How to list branches that contain an equivalent commit

5.6k views Asked by At

In a prior question someone provided an answer for finding branches that contained an EXACT commit:

How to list branches that contain a given commit

The accepted answer highlighted that this only works for an EXACT commit id, and not for an identical commit. It was stated further that Git Cherry can be used to solve this.

Git cherry SEEMS to be geared for the reverse; finding commits NOT pushed upstream. This is useless if I don't know which branch created it and what is upstream of what. So I don't see how it's going to help solve this problem.

Can someone explain / provide an example of how to use git cherry to find all branches that contain the 'equivalent' of a specific commit?

4

There are 4 answers

1
Andrew C On BEST ANSWER

Before you can answer the question of which branches contain an equivalent commit you have to determine "which commits are equivalent". Once you have that, you simply use git branch --contains on each of the commits.

Unfortunately, there is no 100% reliable way to determine equivalent commits.

The most reliable method is to check the patch id of the changeset introduced by the commit.
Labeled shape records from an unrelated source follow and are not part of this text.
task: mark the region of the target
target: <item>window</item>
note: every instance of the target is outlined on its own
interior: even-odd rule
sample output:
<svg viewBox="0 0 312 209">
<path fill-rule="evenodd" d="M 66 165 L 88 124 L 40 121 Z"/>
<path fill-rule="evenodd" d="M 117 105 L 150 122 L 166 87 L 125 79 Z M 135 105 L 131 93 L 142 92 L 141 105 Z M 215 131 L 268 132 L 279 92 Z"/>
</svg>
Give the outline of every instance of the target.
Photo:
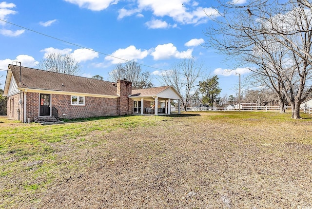
<svg viewBox="0 0 312 209">
<path fill-rule="evenodd" d="M 84 96 L 72 96 L 72 105 L 84 105 Z"/>
</svg>

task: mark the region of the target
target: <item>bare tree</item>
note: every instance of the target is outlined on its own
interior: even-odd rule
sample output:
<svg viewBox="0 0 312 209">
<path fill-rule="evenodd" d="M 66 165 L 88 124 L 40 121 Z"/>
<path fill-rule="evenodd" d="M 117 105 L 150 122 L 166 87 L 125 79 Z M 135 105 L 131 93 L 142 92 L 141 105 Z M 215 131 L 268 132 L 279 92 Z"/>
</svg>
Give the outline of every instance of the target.
<svg viewBox="0 0 312 209">
<path fill-rule="evenodd" d="M 92 78 L 97 79 L 98 80 L 103 80 L 103 76 L 99 76 L 98 75 L 96 75 L 95 76 L 92 76 Z"/>
<path fill-rule="evenodd" d="M 202 67 L 202 64 L 195 62 L 194 57 L 185 58 L 174 64 L 170 70 L 162 72 L 159 77 L 163 85 L 173 86 L 182 96 L 185 111 L 199 89 L 198 82 L 203 74 Z"/>
<path fill-rule="evenodd" d="M 72 75 L 78 75 L 80 70 L 80 65 L 71 55 L 54 52 L 49 53 L 38 66 L 42 70 Z"/>
<path fill-rule="evenodd" d="M 221 17 L 206 33 L 207 46 L 235 57 L 236 66 L 251 65 L 261 85 L 274 90 L 280 103 L 286 97 L 292 117 L 299 118 L 300 105 L 312 92 L 311 4 L 305 0 L 219 3 Z"/>
<path fill-rule="evenodd" d="M 142 72 L 141 66 L 135 61 L 117 64 L 109 74 L 111 80 L 116 81 L 126 78 L 132 82 L 134 87 L 146 88 L 154 86 L 151 74 L 148 71 Z"/>
</svg>

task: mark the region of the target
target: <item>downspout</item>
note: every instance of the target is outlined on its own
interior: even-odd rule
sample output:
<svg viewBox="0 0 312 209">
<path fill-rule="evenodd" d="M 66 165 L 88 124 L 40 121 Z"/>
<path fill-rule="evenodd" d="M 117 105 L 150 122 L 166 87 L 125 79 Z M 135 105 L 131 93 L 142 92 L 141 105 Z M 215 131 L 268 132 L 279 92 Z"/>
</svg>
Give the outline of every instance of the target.
<svg viewBox="0 0 312 209">
<path fill-rule="evenodd" d="M 24 123 L 26 123 L 26 95 L 27 93 L 27 90 L 25 90 L 24 92 Z"/>
</svg>

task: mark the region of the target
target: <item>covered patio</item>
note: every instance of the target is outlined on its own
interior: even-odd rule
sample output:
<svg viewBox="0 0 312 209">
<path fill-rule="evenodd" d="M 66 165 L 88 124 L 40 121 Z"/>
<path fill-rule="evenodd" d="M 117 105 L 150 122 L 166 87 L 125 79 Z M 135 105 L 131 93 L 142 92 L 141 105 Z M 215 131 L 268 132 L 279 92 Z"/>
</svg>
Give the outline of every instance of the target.
<svg viewBox="0 0 312 209">
<path fill-rule="evenodd" d="M 166 86 L 149 89 L 135 89 L 129 97 L 134 102 L 133 113 L 155 115 L 170 114 L 176 108 L 171 103 L 177 101 L 178 114 L 180 114 L 181 95 L 172 86 Z"/>
</svg>

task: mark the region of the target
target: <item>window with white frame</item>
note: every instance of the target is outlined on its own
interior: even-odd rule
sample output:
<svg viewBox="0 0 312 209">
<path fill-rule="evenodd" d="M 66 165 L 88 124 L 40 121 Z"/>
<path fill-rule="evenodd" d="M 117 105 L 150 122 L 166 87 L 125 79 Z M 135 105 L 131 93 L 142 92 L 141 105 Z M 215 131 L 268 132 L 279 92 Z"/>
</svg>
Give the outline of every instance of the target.
<svg viewBox="0 0 312 209">
<path fill-rule="evenodd" d="M 84 105 L 84 96 L 72 95 L 72 105 Z"/>
</svg>

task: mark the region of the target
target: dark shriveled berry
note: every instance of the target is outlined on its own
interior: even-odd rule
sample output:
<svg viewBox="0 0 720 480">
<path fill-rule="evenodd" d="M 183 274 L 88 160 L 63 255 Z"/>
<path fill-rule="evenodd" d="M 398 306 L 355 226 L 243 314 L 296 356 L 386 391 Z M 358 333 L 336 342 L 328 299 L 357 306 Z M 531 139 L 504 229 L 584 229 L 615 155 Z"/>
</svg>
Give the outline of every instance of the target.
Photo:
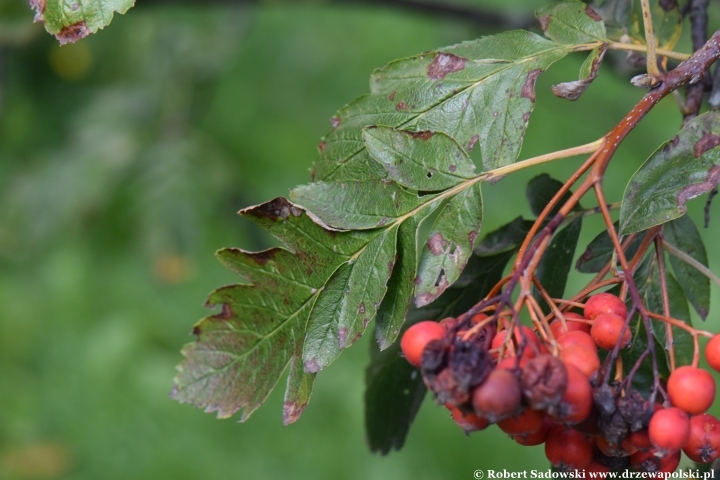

This is what git cherry, git log --cherry, and git log --cherry-mark rely on. Internally, they all call git patch-id. A patch id is just the SHA1 of the normalized diff of changes. Any commit that introduces identical changes will have the same patch id. Additionally, any commit that introduces mostly identical changes that differ only in whitespace or the line number where they apply in the file will have the same patch id. If two commits have the same Patch ID, it is almost guaranteed that they are equivalent - you will virtually never get a false positive via the patch id. False negatives occur frequently though. Any time you do git cherry-pick and have to manually resolve merge-conflicts you probably introduced differences in the changeset. Even a 1 character change will cause a different patch id to be generated.

Checking patch ID requires scripting as Chronial advises. First calculate the patch id of the Original Commit with something like

(note - scripts not tested, should be reasonably close to working though)

origCommitPatchId=$(git diff ORIG_COMMIT^! | git patch-id | awk '{print $1}')

Now you are going to have to search through all the other commits in your history and calculate the Patch IDs for them, and see if any of them are the same.

for rev in $(git rev-list --all)
do
   testPatchId=$(git diff ${rev}^1..${rev} | git patch-id | awk '{print $1}')
   if [ "${origCommitPatchId}" = "${testPatchId}" ]; then
      echo "${rev}"
   fi
done

Now you have the list of SHAs, and you can pass those to git branch -a --contains

What if the above doesn't work for you though, because of merge conflicts?

Well, there are a few other things you can try. Typically when you cherry-pick a commit the original author name, email, and date fields in the commit are preserved. So you will get a new commit, but the authorship information will be identical.

So you could get this info from your original commit with

git log -1 --pretty="%an %ae %ad" ORIG_COMMIT

Then as before you would have to go through every commit in your history, print that same information out and compare. That might give you some additional matches.

You could also use git log --grep=ORIG_COMMIT which would find any commits that references the ORIG_COMMIT in the commit message.

If none of those work you could attempt to look for a particular line that was introduced with the pickaxe, or could git log --grep for something else that might have been unique in the commit message.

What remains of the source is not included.